Objectives: To assess for changes in risk of bias of QI trials over time.

Methods: This was a secondary analysis of data from a systematic review of 142 trials of QI interventions for diabetes. Risk of Bias was abstracted using the Cochrane 'Risk of bias' tool. We also grouped studies such that those with high risk of bias in one of allocation sequence, concealment, blinding, or outcome reporting were deemed high risk of bias overall.

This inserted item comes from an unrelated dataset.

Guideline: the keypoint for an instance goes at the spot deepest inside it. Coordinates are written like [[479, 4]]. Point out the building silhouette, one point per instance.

Results: In the diabetes QI review, 25trials were published before 2001, 50 from 2001-2005, and 68 from 2006-2010. There was no improvement over time for 8 of 9Risk of Bias domains; only 'similarity in baseline covariates' showed a trend for improvement, with the proportion of trials at high risk of bias decreasing from 47% prior to 2001 to 13% in those published 2006-2010. Loss to follow up was a common source of bias in recent trials, with 23% of trials published 2006-2010 judged high risk of bias. Allocation sequence (58% unclear) and allocation concealment (56% unclear) were poorly reported. Overall, 14% of the trials were deemed high risk of bias; this has not improved over time.

Conclusions: Although other methodological reviews of RCTs have shown improvement over time, this is not reflected in the QI literature. There is a need to reduce the risk of bias and improve the quality of reporting of QI trials so that stakeholders have adequate evidence for action.